Seend Manor, Devizes
Mr and Mrs Stephen Clark
Pevsner maintains that Seend is full of good houses and among them is Seend Manor, built in 1767 and blessed with a wonderful stable yard and a walled garden. Stephen and Amanda Clark have lived and worked all over the world and the brief that they gave Isabel and Julian Bannerman was to create a four-part garden that reflected their lives. So the garden spectacularly commemorates, in quarters separated by avenues of pleached hornbeams, England, Africa, China and Italy. Summer-flowering perennials and roses predominate in England, a swimming pool and loggia, reclaimed from a 1820s house in Bristol, for outdoor entertaining suitably in Italy. China is dominated by an antique pagoda which is encircled by a beech hedge cut into a wave pattern or maybe a Chinese dragon. The Bannermans and the Clarks have collaborated closely on the garden to produce architectural detail of great quality and with strong personal symbolism.

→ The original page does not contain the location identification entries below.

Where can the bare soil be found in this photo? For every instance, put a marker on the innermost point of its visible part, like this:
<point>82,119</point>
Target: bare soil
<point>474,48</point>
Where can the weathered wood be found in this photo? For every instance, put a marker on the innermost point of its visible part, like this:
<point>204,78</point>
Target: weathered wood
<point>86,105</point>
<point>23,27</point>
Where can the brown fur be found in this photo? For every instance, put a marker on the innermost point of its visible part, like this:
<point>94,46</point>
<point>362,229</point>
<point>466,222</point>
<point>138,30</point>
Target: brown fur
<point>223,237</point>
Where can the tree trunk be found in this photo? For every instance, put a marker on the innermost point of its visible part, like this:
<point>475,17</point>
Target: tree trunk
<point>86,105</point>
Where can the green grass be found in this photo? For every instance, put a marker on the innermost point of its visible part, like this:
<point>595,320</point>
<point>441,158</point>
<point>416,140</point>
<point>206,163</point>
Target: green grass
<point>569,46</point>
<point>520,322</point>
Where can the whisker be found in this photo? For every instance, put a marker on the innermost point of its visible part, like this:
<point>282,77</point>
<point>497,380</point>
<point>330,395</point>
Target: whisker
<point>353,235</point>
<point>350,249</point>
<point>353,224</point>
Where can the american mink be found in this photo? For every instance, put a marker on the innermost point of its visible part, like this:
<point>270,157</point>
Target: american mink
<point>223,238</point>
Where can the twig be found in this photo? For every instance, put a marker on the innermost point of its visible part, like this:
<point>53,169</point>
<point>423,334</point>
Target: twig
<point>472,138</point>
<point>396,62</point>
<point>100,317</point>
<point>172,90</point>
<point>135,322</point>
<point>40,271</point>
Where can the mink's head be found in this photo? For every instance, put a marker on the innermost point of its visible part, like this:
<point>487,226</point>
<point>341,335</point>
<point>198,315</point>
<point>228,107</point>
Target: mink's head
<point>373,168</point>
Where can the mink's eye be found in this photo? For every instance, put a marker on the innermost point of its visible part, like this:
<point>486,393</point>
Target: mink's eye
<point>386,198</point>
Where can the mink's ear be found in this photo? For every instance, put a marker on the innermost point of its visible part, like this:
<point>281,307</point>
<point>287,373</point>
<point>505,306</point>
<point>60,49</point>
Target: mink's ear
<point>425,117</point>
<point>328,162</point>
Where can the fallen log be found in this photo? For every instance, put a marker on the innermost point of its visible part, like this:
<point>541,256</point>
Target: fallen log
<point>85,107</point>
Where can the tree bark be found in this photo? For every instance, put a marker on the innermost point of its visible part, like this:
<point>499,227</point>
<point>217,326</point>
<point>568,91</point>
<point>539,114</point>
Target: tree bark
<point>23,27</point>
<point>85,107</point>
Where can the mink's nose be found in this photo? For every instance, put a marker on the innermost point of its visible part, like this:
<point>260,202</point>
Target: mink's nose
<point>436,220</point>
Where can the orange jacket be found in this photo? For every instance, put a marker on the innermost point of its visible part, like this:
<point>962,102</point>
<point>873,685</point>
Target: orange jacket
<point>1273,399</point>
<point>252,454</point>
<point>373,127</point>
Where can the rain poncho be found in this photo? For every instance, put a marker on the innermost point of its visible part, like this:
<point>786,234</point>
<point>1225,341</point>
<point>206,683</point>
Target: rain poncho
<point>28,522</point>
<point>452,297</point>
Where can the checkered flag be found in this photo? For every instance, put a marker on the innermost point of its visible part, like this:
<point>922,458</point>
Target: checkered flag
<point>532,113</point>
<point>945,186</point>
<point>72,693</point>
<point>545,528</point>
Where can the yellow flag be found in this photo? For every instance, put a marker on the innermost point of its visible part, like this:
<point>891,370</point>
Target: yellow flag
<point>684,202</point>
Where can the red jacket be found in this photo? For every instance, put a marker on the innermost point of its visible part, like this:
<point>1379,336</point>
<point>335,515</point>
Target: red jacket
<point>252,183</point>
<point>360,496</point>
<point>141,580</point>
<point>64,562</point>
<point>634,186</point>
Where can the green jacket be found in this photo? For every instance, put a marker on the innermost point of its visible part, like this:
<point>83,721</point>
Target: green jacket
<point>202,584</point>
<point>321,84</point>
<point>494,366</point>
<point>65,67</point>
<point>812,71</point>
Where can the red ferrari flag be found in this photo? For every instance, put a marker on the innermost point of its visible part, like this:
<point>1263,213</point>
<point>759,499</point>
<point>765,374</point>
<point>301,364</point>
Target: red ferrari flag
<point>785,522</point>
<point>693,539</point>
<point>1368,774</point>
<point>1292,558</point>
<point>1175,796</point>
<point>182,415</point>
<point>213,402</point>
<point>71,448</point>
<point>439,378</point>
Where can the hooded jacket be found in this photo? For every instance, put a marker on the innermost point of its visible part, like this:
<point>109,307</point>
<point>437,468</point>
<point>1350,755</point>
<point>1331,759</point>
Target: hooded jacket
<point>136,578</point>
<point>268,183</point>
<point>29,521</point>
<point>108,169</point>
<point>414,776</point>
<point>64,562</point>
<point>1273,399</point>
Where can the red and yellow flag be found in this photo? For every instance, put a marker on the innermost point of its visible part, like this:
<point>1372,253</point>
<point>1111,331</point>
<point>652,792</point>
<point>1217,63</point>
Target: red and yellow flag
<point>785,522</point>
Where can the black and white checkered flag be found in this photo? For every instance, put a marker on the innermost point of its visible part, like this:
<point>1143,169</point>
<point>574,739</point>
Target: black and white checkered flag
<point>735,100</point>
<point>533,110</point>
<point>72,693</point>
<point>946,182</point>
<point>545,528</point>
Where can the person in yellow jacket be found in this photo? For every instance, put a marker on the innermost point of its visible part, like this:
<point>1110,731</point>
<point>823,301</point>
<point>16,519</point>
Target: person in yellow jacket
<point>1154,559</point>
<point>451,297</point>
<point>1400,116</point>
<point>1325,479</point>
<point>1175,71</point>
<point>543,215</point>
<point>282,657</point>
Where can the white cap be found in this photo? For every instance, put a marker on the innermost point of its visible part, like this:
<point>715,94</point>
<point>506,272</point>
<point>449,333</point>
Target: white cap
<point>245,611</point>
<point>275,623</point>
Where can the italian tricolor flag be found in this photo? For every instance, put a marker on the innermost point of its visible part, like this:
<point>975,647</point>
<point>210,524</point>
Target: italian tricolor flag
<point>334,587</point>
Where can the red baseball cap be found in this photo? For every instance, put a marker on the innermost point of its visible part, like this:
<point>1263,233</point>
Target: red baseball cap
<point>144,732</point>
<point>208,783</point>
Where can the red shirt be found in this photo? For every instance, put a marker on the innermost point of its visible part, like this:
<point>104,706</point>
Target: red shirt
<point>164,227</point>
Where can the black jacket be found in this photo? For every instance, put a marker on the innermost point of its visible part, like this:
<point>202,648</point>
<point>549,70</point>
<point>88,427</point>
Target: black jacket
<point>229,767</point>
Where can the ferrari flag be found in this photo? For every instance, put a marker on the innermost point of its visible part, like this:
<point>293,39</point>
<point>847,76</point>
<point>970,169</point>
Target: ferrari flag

Manor Farm, Huish, Marlborough
Mr and Mrs James Roberts
Hidden up a lane running into the southern flank of the Marlborough Downs is the tiny hamlet of Huish. The garden at Manor Farm, which is a combination of good planting, clever design and wit, lies on the gentle slope to the south of the house. A terrace separates the house from the main lawns and to one side an enclosed allée is contained by pleached limes under-planted with Pittosporum and Euonymus. A woodland garden planted with hydrangeas leads to a willow-fringed lake and an impressive sculpture of a crowing cockerel. The swimming pool is discreetly walled with a distinctively modernist flourish and furnished with elegant, almost spherical, pots. An adjacent walled garden is adorned with a fossil encrusted pavilion, designed by Julian and Isabel Bannerman.
A garden near Marlborough
After an interval of seven years I am delighted to be able to return to this very private garden where water plays such a major role. The Kennet fringes the garden and feeds mill streams and pools with gin-clear water. On one side of the house lie the formal gardens created by Avray Tipping. Here, Arts and Crafts spaces, divided by walls and yew hedges, run from the arched entrance towards the walled kitchen garden. A wooden door in a wall opens onto a sloping lawn decorated with yew cones, from where an archway leads to raised double borders awash with shrub roses and peonies. Cordoned apples are trained against the walls of the kitchen garden and brick raised beds are filled with vegetables. Beyond this is a recently planted maze. In contrast, on the far side of the house the planting is more relaxed as paths meander through groves of willows to a fishing hut on the bank of the river.